Dmitry Smilianets, 32, pleaded guilty on Wednesday in a federal court in Camden, New Jersey, to conspiring to commit wire fraud, three years after his arrest in what authorities say was the largest computer hacking scheme ever prosecuted in the United States.
Smilianets, a Moscow resident, made his plea a day after another Russian, Vladimir Drinkman, 34, pleaded guilty in the case to conspiring to illegally access computers and conspiring to commit wire fraud.
Both men were arrested while traveling in the Netherlands on June 28. Three others charged remain at large, authorities said.
Prosecutors said that as far back as 2003, the men worked to install "sniffers" designed to comb through and steal data from computer networks of financial companies, payment processors and retailers.
Prosecutors said the defendants then used an array of computers to store and ultimately sell data they collected.
They said Smilianets was in charge of sales, selling data to trusted identity theft wholesalers, selling credit card numbers for $10 to $50 a piece depending on country of origin.
The scheme ultimately caused banks and credit card companies to suffer hundreds of millions in losses, including more than $300 million reported by three companies alone, prosecutors said.
Sixteen companies' networks were infiltrated, including those of Nasdaq OMX Group Inc, 7-Eleven, France's Carrefour SA, JC Penney Co, JetBlue Airways Corp, a Visa Inc licensee, and Heartland Payment Systems Inc, prosecutors said.
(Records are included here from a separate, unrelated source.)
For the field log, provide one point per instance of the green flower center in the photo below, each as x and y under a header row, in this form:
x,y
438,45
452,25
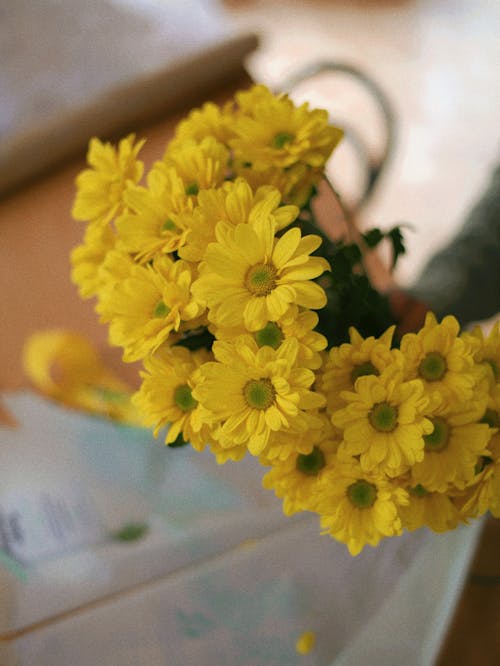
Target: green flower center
x,y
383,417
259,393
192,189
362,494
311,463
183,398
161,310
362,370
492,418
281,139
419,491
270,335
482,462
438,439
169,225
433,367
260,279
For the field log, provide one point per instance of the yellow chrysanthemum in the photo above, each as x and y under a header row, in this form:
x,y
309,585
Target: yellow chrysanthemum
x,y
453,447
296,183
295,323
166,395
148,304
253,392
153,222
87,258
209,120
295,478
65,366
486,349
484,494
100,189
201,165
440,358
360,357
234,203
271,131
384,422
250,277
357,508
434,510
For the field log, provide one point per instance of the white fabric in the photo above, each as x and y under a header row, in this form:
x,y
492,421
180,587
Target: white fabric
x,y
222,577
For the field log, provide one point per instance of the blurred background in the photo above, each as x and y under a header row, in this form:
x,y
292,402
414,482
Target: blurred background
x,y
436,60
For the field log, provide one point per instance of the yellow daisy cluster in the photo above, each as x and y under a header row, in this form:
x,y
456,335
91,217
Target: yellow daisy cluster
x,y
203,274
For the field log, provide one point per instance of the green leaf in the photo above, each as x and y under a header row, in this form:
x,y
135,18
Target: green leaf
x,y
398,248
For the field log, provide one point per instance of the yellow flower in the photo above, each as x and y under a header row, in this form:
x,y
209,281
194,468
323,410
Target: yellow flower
x,y
384,422
250,277
66,367
453,447
209,120
271,131
166,394
100,189
153,221
484,493
295,323
233,203
360,357
201,165
358,508
89,256
296,183
147,305
295,478
434,510
253,392
486,349
440,358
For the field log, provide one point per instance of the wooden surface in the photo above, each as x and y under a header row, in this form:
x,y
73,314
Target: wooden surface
x,y
36,236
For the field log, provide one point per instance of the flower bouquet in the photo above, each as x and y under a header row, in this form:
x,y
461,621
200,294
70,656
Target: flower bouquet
x,y
260,335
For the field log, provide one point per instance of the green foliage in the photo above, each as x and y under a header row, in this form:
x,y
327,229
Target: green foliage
x,y
352,299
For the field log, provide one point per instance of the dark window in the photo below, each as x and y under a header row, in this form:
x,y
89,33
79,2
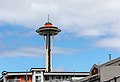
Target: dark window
x,y
46,78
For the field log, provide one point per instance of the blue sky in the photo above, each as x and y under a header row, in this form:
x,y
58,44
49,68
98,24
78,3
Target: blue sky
x,y
89,32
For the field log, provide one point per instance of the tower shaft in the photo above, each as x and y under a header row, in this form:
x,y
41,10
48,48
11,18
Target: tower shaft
x,y
47,31
48,53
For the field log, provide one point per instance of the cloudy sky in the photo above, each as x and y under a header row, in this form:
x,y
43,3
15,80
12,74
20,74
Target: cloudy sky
x,y
90,31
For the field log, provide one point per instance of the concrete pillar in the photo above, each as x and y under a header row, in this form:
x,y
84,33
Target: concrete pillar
x,y
42,76
33,77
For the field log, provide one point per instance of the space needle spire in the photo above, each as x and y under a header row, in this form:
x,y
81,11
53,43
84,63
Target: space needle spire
x,y
48,31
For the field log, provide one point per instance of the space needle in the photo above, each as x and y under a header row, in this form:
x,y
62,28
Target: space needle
x,y
48,31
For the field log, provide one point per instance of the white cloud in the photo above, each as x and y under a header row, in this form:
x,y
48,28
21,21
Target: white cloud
x,y
83,18
34,52
110,43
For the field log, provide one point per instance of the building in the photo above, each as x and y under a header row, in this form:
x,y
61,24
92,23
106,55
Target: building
x,y
39,75
107,72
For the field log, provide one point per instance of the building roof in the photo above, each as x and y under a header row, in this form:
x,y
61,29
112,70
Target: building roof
x,y
110,62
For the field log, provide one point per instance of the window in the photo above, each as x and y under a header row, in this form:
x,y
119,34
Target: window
x,y
46,78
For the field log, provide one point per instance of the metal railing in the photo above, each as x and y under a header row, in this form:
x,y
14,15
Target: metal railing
x,y
115,79
14,80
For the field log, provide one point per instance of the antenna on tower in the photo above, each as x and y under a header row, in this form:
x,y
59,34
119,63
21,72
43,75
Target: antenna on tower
x,y
48,17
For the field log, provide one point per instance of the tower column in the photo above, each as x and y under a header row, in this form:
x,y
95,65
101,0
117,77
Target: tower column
x,y
48,57
47,31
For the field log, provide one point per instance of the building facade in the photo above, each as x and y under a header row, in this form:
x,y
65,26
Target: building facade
x,y
39,75
107,72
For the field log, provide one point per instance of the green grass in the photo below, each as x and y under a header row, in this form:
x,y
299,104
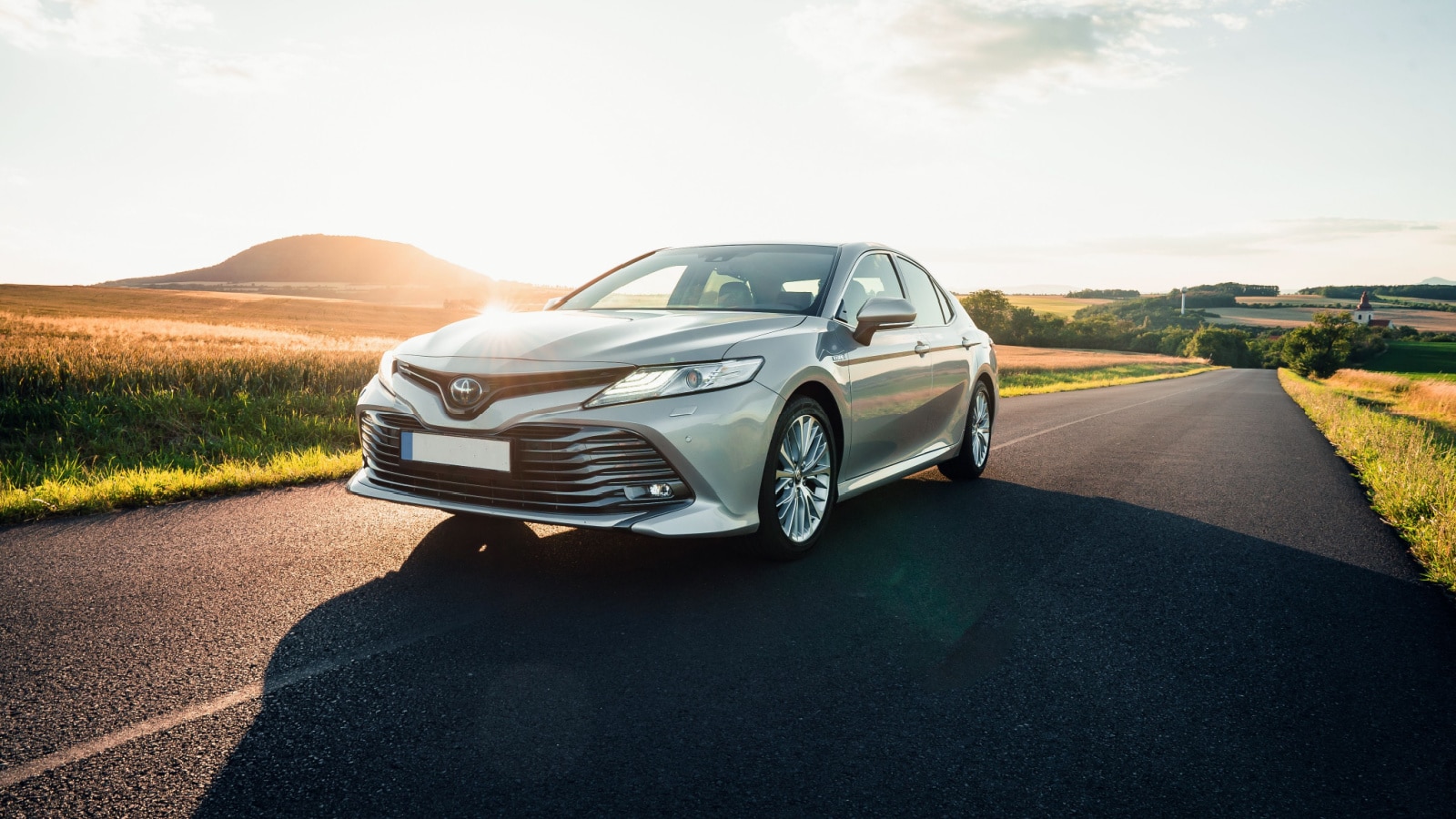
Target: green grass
x,y
1037,382
1414,359
121,398
1407,465
111,413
Smilianets faces up to 30 years in prison when he is sentenced by U.S. District Judge Jerome Simandle on Jan. 13. His lawyer did not immediately respond to a request for comment.
Still at large are Alexander Kalinin, 28, of St. Petersburg, Russia; Roman Kotov, 34, of Moscow; and Mikhail Rytikov, 28, of Odessa, Ukraine.
Drinkman and Kalinin were previously been charged as "Hacker 1" and "Hacker 2" in a 2009 indictment accusing Albert Gonzalez of Miami over his involvement in five corporate data breaches. Gonzalez is serving a 20-year federal prison term.